For my friend in the Calais Camp
It was easier before you were real,
just a silhouette by a foreign sun,
a figure hunched and alien.
It was easier when I’d not yet heard
the baritone tremor of your laugh,
or felt your hand - like ice - in mine.
When we'd not yet shared a joke
or choked back tears together.
But now, you are real, so painfully alive -
your story gnawing at my bones,
shaking my soul awake.
Now, all sense seems flawed.
Any idea of justice dashed.
For how do you deserve to fall like this
when I always land so soft?
Your thoughts seem fragile, brittle,
like your pain might crack if I were to tap you
or ask too much.
So we talk of happy times - your family picnics.

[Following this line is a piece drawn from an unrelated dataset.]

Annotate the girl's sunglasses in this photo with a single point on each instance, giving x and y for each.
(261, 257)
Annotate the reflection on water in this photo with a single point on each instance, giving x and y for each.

Rainbowed dishes peppered and perfumed,
a thousand miles from the tins I hand you.
You share your life stories with me.
The chubby toddler - with kisses like powdered sugar -
chasing all the neighborhood girls.
The overachiever, the teacher's favourite, first hand up in class.
The beloved son - wrapped in love - raised on whispers of peace and hope.
Then the terrified man, alone.
You ask me to write of your journey,
a chapter of which you cannot yet speak.
And I will try my friend, I will try.
But, my God, make it a happy ending
for I refuse to write you anything but.